Le président polonais Karol Nawrocki a annoncé mercredi qu’il refuserait désormais de nommer ou de promouvoir tout juge remettant en question la légitimité de ses collègues issus du système mis en place par le précédent gouvernement nationaliste. Une décision qui risque d’envenimer le bras de fer institutionnel entre la présidence et la coalition pro-européenne du Premier ministre Donald Tusk, déterminée à restaurer l’indépendance de la justice.
Depuis son retour au pouvoir, le gouvernement Tusk s’efforce d’annuler les réformes judiciaires controversées introduites par le parti Droit et Justice (PiS), accusé par Bruxelles d’avoir politisé le système judiciaire et affaibli l’État de droit. Ces réformes, notamment la refonte du Conseil national de la magistrature (KRS), ont conduit à la nomination de milliers de magistrats sous un processus jugé illégitime par la Cour de justice de l’Union européenne.
« Pendant les cinq prochaines années, les juges qui remettent en question l’ordre constitutionnel et juridique de la République de Pologne ne pourront compter ni sur une promotion ni sur une nomination judiciaire », a déclaré Karol Nawrocki lors d’une conférence de presse à Varsovie.

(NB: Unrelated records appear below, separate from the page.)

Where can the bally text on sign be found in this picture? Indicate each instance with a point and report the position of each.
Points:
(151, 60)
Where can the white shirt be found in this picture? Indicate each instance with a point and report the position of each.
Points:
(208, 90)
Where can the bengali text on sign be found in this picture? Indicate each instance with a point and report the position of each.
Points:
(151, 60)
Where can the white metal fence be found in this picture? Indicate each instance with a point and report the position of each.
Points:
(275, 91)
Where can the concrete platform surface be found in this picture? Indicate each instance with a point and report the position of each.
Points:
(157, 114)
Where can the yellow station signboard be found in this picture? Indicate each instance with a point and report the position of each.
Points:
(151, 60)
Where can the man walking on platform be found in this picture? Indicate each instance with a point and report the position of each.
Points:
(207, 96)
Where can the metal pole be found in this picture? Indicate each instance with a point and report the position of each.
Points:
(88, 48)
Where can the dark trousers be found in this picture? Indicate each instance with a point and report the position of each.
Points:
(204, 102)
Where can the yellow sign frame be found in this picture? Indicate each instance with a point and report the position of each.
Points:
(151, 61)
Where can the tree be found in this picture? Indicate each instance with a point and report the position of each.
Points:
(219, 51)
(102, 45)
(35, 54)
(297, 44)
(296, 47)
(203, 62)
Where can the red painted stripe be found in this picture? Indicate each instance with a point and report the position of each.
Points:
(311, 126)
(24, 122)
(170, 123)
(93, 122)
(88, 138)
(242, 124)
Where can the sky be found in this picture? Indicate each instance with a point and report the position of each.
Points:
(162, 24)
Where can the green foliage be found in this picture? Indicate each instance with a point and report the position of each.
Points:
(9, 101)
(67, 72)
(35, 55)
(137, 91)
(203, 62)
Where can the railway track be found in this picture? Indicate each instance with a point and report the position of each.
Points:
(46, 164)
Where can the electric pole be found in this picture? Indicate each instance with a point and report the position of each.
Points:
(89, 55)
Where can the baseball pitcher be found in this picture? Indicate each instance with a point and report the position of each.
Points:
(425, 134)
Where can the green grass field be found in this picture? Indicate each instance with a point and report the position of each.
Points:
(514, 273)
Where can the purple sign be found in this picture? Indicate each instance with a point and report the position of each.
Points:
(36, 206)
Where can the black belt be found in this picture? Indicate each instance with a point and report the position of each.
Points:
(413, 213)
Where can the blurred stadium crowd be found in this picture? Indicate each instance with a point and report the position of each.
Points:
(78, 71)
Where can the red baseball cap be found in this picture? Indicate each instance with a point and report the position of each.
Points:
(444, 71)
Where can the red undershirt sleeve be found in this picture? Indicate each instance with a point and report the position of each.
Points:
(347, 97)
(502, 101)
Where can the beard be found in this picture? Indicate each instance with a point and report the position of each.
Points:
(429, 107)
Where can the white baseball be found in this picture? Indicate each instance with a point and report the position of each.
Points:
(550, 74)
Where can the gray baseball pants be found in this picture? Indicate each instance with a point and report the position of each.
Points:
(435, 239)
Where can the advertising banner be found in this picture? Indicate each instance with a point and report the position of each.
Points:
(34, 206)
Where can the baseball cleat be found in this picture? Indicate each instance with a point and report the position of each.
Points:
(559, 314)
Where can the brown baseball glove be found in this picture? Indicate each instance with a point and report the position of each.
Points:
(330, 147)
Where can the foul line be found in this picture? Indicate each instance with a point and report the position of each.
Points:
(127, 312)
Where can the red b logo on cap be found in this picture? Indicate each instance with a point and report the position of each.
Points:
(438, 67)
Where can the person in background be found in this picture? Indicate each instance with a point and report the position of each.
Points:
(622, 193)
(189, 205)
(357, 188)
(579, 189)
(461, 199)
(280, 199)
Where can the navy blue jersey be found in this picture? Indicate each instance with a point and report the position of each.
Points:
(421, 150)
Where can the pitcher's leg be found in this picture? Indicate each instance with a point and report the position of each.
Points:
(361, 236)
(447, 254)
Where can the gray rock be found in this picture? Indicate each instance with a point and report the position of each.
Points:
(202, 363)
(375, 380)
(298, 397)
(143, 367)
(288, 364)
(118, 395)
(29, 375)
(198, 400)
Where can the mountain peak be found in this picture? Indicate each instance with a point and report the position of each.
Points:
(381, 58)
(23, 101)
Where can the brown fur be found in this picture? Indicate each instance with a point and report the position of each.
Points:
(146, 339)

Le chef de l’État a confirmé avoir refusé la nomination de 46 juges, invoquant son pouvoir constitutionnel de validation des candidatures transmises par le KRS.
Le ministre de la Justice, Waldemar Zurek, a immédiatement réagi, accusant le président de « dépasser les limites de ses prérogatives ». Selon lui, cette décision s’apparente à une tentative d’entraver les réformes judiciaires en cours, qui visent à rétablir la légitimité du système judiciaire polonais. Le gouvernement avait présenté le mois dernier un plan pour régulariser le statut d’environ 2 500 juges nommés depuis 2018 sous la supervision du KRS modifié par le PiS.
La querelle entre « néo-juges » et « paléo-juges » illustre la fracture profonde qui divise la magistrature polonaise. Les premiers, nommés après la réforme de 2018, sont considérés par leurs détracteurs comme des magistrats « politisés », tandis que les seconds, plus anciens, contestent la légalité de ces nominations et refusent de siéger à leurs côtés. Nawrocki, lui, accuse ces juges dissidents de « paralyser la justice » et de favoriser l’impunité de criminels en retardant les verdicts.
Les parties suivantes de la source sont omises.